This documentation describes calculating the area of complex SVG elements. There are three algorithms you can use.

All algorithms need the ID of the SVG root element. In the demo, it is tutorial_svg The algorithm will evaluate every element with class area-calculate.

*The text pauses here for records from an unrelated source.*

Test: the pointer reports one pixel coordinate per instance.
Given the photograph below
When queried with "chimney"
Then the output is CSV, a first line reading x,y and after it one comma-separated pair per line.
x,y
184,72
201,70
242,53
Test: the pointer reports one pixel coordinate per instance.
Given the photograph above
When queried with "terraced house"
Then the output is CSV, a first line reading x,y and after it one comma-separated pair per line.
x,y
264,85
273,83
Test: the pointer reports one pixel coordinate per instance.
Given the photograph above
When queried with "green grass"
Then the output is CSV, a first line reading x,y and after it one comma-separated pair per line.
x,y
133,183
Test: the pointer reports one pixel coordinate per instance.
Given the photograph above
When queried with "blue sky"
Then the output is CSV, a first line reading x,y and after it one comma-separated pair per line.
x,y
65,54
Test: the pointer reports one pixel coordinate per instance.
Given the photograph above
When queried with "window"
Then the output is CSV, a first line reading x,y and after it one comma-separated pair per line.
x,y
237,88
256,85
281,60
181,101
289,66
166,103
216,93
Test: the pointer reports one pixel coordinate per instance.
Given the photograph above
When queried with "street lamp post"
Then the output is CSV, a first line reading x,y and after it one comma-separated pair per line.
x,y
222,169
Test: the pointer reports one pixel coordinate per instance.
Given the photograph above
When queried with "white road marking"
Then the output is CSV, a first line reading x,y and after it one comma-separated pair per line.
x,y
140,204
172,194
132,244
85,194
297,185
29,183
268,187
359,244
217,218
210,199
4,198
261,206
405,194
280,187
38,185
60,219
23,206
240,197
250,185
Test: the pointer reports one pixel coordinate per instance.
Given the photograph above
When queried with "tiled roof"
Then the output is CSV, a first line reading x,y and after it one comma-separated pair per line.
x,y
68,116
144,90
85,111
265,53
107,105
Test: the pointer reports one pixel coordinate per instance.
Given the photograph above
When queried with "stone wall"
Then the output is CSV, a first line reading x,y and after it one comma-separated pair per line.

<rect x="352" y="1649" width="774" height="178" fill="#90929C" class="area-calculate random-generate" areagroup="2"></rect>

1. Lazy algorithm 🔗

This algorithm samples every point in the SVG and checks if it lies within the fill of an element. All such points are summed as the total area.

Using 🔗

const areaCalculator = new svgAreaCalculation();
const area = areaCalculator.lazyStupidAreaCalculation('tutorial_svg');

Pros 🔗

• Easy to implement

Cons 🔗

• Memory- and time-inefficient
• Not accurate due to pixel limits (edge points may be misclassified, causing overestimation).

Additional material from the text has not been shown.